During the “anti-Japanese war,” which is the way Chinese histories refer to the entire period from 1937 to 1945, Chinese forces had essentially no air power of their own. Japanese bombers struck Chinese cities at will during a series of invasions into Manchuria in the north and then Shanghai and eventually Hong Kong in the south. Once the United States entered the war, its main aerial involvement within China was via convoys that went over the hump of the Himalayas, from India and Burma, to deliver armaments and supplies to Chinese forces in Kunming and Chongqing (then referred to as Chungking) and to fight Japanese forces there. More than sixty years after the war’s end, in the far southern reaches of Yunnan province that border Burma and India, my wife and I saw the remnants of
the radio stations that had guided U.S. aviators over the Hump. This was in a small town near Dali named Xizhou, which happened also to be where the teachers of Yale’s China program had fled when Japanese troops overran Chongqing.

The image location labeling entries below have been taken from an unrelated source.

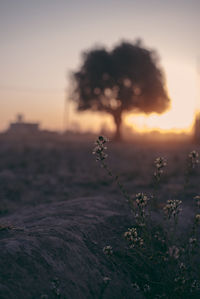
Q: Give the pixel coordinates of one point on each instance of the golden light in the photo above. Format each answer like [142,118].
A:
[181,83]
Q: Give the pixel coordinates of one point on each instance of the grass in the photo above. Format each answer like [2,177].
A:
[161,259]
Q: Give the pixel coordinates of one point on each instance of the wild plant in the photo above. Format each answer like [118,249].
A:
[192,162]
[160,261]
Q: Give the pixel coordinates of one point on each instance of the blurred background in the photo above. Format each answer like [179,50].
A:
[42,42]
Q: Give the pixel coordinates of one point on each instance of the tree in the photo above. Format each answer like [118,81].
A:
[128,78]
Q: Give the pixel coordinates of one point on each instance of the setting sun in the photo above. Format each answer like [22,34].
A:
[181,85]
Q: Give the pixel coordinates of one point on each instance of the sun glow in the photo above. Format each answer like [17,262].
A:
[181,83]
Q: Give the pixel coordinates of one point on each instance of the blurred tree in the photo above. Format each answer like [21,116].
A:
[126,79]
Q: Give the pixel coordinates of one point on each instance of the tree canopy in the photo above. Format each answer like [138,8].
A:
[128,78]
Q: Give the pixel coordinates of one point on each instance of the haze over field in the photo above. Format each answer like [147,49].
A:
[42,42]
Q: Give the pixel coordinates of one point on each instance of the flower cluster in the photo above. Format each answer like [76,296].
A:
[160,163]
[99,150]
[108,250]
[174,252]
[193,159]
[132,237]
[172,208]
[197,199]
[197,219]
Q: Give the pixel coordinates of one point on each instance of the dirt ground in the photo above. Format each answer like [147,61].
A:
[64,208]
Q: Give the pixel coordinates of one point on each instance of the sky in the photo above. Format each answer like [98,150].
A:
[42,41]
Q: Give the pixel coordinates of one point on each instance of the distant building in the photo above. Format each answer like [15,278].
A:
[23,128]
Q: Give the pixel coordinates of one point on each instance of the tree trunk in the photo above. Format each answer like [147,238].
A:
[118,120]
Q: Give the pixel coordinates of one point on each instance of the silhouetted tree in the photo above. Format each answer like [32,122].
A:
[124,79]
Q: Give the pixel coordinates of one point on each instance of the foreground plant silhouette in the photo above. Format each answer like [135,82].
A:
[161,262]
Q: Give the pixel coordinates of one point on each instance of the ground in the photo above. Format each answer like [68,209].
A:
[59,208]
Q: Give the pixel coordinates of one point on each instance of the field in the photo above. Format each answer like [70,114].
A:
[59,208]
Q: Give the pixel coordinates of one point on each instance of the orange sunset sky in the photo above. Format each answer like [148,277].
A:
[42,42]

Mao’s China takes to the skies, barely

When the civil war was over and the communists were in charge, China had only the most rudimentary aviation industry or establishment. Some two hundred airplanes total were left after more than a decade of war—fewer than one day’s production for the United States during its World War II peak. This fleet was replenished briefly, with Soviet help, to challenge the American forces during the Korean War. But the industry that emerged from the era of Soviet cooperation, through the 1950s until the split between Mao and Khrushchev in the early 1960s, was autarkic and out of date.

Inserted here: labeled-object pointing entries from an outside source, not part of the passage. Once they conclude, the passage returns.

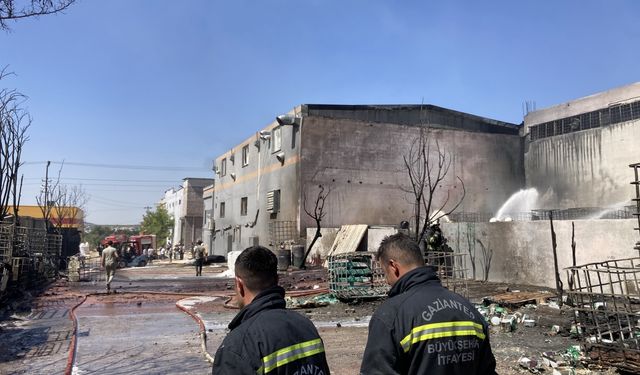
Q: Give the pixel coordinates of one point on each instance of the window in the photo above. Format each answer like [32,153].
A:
[243,206]
[245,155]
[273,201]
[276,135]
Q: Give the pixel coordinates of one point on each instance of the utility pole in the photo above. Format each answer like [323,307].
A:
[46,195]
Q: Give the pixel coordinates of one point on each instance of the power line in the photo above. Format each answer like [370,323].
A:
[121,166]
[105,179]
[97,184]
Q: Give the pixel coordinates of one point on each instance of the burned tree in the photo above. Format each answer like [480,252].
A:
[316,214]
[45,198]
[14,123]
[12,10]
[68,203]
[427,165]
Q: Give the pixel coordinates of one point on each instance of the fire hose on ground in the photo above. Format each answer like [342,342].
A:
[203,332]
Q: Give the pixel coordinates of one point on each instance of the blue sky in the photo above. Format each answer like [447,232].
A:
[172,84]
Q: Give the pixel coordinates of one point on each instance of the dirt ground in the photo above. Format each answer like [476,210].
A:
[140,330]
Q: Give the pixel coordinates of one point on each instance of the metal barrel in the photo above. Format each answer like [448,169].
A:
[284,259]
[298,255]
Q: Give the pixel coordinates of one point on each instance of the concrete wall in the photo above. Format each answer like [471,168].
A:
[523,252]
[207,221]
[323,245]
[589,168]
[362,163]
[173,201]
[263,173]
[373,237]
[590,103]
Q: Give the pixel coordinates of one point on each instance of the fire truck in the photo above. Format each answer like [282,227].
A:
[137,244]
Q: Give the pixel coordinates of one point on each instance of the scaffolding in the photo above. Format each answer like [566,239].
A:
[356,275]
[636,200]
[606,299]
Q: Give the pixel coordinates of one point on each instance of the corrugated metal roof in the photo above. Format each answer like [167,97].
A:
[348,239]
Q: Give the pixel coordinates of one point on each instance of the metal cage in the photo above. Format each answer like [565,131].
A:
[606,299]
[356,275]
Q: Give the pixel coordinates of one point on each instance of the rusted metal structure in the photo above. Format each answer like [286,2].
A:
[356,275]
[606,299]
[451,268]
[636,200]
[27,255]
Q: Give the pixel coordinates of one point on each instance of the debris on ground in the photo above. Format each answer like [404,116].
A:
[305,302]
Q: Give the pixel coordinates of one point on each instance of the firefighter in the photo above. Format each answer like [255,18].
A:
[266,338]
[423,328]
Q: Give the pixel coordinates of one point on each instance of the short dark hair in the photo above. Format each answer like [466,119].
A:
[402,249]
[257,266]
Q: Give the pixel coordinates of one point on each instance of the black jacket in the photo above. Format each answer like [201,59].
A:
[266,338]
[425,329]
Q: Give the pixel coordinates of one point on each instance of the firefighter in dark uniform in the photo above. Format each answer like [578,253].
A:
[423,328]
[266,338]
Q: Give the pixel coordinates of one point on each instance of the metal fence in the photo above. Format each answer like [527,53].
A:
[452,270]
[606,299]
[356,275]
[27,255]
[579,213]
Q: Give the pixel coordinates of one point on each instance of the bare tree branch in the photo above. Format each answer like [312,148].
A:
[427,165]
[317,214]
[11,10]
[14,123]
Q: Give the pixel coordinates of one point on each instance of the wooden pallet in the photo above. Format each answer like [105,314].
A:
[517,299]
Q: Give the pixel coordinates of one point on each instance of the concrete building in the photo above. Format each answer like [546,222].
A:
[357,152]
[172,202]
[577,153]
[186,206]
[207,218]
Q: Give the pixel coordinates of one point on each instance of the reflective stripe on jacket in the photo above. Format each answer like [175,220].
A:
[266,338]
[423,328]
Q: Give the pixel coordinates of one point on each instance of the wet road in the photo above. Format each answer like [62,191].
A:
[152,338]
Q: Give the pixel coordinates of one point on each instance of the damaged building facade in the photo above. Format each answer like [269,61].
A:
[186,207]
[576,155]
[357,152]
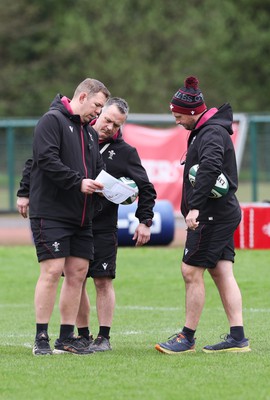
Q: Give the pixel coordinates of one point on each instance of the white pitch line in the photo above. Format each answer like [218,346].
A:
[147,308]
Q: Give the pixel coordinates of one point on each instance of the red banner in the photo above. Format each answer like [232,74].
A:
[161,152]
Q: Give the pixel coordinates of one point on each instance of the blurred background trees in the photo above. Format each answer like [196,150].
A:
[141,49]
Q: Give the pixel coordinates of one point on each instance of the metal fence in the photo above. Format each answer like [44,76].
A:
[16,148]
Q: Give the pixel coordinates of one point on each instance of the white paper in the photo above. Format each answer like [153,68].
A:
[114,190]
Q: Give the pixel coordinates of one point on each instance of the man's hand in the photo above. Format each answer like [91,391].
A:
[142,234]
[191,219]
[89,186]
[22,206]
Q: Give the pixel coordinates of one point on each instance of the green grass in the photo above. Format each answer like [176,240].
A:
[150,307]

For the country as a whole, the most destructive phase of Mao’s economic mismanagement was of course the Great Leap Forward of the mid- and late 1950s. Tens of millions of people starved to death in the countryside—more than the number of Soviet soldiers and civilians who perished during the Great Patriotic War against the Nazis, more than the number of European Jews slaughtered during the Holocaust—as mass levees of manpower took workers from tending the farms to working in fanciful village-level steel mills. When it came to genuine factories, those still producing the nation’s trucks and tractors and locomotives and few airplanes, Mao developed a strategy known as
sanxian
(
), or “third line,” as in “third line of defense.” Factories were moved away from the coastline and distributed through interior provinces, often nestled
into remote valleys in the middle of mountain ranges. Thus an attacking enemy—presumably the United States, but after the Sino-Soviet breakup the Soviet Union became another perceived threat—would face the daunting prospect of fighting a land war through the center of China if it contemplated destroying these facilities. Even if attacking by air, it would have to send its bombers on long, difficult missions to reach the factories, rather than attacking them where they had been, in obvious concentrations near the coast at Guangzhou in the south, Tianjin in the north, or Shanghai in between. One of the predictable surprises of traveling though today’s Chinese countryside is coming across steel mills, engine works, and other derelict-looking heavy industrial sites far from major cities—not that the major cities are short on them. The nationwide dispersal of industries, while intended as a national security measure and as a way of bringing opportunity to the hinterland, also meant that areas of rural China you might expect to be “pristine” now can have as heavy a pall of industrial smoke as the biggest cities do.